Appellate Division of the Supreme Court of New York, Second Department
Jan 8, 2008
47 A.D.3d 616 (N.Y. App. Div. 2008)

Opinion

No. 2006-01676.

January 8, 2008.

In an action to recover damages for personal injuries, etc., the defendant D W Shin Realty Corp. appeals, as limited by its brief, from so much of an order of the Supreme Court, Queens County (Polizzi, J.), dated January 25, 2006, as denied those branches of its motion which were for summary judgment on its cross claims against the defendant ACP Seafood Corp. for common-law indemnification and to recover damages for breach of a lease provision requiring ACP Seafood Corp. to procure liability insurance naming it as an additional insured and, in effect, upon searching the record, awarded summary judgment in favor of the defendant ACP Seafood Corp. dismissing the cross claim for common-law indemnification and to recover damages for breach of the insurance procurement provision, and denied, as untimely, those branches of its separate motion which were for summary judgment dismissing the causes of action based on Labor Law §§ 200, 240 (1), and § 241 (6) insofar as asserted against it, and the plaintiffs cross-appeal, as limited by their brief, from so much of the same order as granted those branches of the motion of the defendant ACP Seafood Corp. which were for summary judgment dismissing the causes of action based on Labor Law §§ 200, 240 (1); and § 241 (6) insofar as asserted against it.

IAM F. MASTRO, J.P., REINALDO E. RIVERA, MARK C. DILLON, EDWARD D. CARNI, JJ.

Charles C. Khym, P.C. (Sidrane Schwartz-Sidrane, LLP, Hewlett, N.Y. [Steven D. Sidrane] of counsel), for appellant-respondent.

Sullivan Papain Block McGrath Cannavo, P.C., New York, N.Y. (Stephen C. Glasser and Stephanie Hatzakos of counsel), for respondents-appellants.

Before: Mastro, J.P., Rivera, Dillon and Carni, JJ.

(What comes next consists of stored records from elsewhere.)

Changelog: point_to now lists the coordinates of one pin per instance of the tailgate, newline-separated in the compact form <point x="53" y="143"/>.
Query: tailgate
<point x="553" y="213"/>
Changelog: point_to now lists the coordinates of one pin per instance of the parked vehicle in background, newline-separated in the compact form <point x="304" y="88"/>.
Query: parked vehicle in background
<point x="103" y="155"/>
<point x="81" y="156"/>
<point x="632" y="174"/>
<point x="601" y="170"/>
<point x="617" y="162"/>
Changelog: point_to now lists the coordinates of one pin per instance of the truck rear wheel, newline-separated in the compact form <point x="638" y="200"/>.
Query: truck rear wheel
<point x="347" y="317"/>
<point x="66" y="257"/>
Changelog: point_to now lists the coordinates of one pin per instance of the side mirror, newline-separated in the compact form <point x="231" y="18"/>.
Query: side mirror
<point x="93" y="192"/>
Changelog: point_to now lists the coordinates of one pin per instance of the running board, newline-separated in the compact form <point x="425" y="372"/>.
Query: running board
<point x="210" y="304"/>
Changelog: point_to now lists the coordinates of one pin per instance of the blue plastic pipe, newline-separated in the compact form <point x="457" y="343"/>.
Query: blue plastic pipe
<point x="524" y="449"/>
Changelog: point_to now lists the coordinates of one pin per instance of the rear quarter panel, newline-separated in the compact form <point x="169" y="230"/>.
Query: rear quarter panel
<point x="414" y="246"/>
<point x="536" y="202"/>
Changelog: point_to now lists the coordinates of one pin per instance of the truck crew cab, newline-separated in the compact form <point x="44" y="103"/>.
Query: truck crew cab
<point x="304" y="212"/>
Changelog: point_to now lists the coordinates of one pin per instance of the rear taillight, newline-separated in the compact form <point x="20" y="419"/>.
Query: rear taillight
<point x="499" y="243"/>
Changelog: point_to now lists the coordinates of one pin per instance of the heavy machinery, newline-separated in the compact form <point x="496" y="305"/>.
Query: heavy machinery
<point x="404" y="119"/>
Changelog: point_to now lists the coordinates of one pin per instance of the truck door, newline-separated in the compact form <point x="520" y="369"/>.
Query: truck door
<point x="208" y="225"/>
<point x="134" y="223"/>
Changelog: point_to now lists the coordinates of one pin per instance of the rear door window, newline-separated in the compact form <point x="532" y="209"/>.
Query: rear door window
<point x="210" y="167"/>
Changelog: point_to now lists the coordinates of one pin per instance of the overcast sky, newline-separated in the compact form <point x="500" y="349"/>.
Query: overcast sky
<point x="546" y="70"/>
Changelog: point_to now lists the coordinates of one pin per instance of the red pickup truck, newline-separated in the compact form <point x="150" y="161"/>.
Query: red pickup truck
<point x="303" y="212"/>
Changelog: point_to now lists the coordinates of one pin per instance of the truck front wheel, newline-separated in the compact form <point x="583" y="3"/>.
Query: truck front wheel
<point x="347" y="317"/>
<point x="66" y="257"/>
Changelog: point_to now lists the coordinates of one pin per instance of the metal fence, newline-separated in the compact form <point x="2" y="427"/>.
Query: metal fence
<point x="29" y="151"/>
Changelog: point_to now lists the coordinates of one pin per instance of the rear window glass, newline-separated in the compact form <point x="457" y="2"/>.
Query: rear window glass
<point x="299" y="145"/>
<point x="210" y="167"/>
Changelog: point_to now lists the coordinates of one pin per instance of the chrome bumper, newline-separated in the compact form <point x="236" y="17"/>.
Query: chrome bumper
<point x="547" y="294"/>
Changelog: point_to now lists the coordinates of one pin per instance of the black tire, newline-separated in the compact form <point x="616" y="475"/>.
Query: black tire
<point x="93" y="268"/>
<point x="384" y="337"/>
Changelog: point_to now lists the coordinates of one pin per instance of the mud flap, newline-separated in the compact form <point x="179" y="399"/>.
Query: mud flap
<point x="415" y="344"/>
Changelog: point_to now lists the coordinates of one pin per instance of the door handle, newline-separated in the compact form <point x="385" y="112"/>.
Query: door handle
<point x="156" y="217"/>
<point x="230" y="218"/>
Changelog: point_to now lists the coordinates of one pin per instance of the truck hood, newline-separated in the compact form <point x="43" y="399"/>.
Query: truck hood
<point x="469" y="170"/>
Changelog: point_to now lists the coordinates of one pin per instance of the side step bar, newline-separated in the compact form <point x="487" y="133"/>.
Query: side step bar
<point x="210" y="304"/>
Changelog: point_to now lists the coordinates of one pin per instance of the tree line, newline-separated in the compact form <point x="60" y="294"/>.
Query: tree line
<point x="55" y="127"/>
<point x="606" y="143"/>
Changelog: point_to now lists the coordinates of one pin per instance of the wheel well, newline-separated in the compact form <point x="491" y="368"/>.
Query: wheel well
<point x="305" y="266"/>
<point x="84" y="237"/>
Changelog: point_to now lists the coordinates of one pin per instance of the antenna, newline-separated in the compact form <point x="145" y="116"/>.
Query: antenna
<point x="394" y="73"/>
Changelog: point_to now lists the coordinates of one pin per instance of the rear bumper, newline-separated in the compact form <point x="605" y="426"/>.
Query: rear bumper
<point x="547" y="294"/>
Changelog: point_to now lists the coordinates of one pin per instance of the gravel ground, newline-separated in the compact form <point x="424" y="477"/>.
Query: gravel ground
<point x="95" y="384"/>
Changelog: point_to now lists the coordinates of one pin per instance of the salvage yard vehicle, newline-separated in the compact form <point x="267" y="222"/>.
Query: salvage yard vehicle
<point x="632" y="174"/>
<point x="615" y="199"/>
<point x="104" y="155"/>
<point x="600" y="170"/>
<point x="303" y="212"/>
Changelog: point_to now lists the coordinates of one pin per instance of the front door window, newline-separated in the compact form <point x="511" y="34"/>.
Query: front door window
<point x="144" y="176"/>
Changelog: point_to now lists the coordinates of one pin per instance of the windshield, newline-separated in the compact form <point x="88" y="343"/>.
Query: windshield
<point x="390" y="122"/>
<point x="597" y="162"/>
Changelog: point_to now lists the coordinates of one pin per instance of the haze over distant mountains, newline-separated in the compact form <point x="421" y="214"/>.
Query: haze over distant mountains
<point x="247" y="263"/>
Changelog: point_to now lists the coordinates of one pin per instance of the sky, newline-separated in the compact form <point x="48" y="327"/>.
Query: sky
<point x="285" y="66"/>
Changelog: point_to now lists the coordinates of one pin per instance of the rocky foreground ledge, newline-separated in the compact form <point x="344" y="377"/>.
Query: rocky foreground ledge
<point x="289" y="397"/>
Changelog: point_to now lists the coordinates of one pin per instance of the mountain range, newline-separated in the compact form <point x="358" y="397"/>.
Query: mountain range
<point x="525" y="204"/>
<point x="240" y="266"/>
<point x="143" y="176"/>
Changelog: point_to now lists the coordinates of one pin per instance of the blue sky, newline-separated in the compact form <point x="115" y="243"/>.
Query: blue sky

Ordered that the order is modified, on the law, (1) by deleting the provision thereof denying that branch of the motion of the defendant D W Shin Realty Corp. which was for summary judgment on its cross claim to recover damages for breach of the lease provision requiring the defendant ACP Seafood Corp. to procure liability insurance naming D W Shin Realty Corp. as an additional insured, and substituting therefor a provision granting that branch of the motion, (2) by deleting the provision thereof, in effect, upon searching the record, awarding summary judgment in favor of the defendant ACP Seafood Corp. dismissing the cross claims of the defendant D W Shin Realty Corp. for common-law indemnification and to recover damages for breach of the insurance procurement provision, and (3) by deleting the provision thereof granting those branches of the motion of the defendant ACP Seafood Corp. which were for summary judgment dismissing the Labor Law § 240 (1) cause of action insofar as asserted against it, and the Labor Law § 241 (6) cause of action insofar as asserted against it, to the extent it is based on violations of 12 NYCRR 23-1.7 (d) and 23-1.21 (b) (4) (ii) and substituting therefor a provision denying those branches of the motion; as so modified, the order is affirmed insofar as appealed and cross-appealed from, with one bill of costs payable to the plaintiffs by ACP Seafood Corp.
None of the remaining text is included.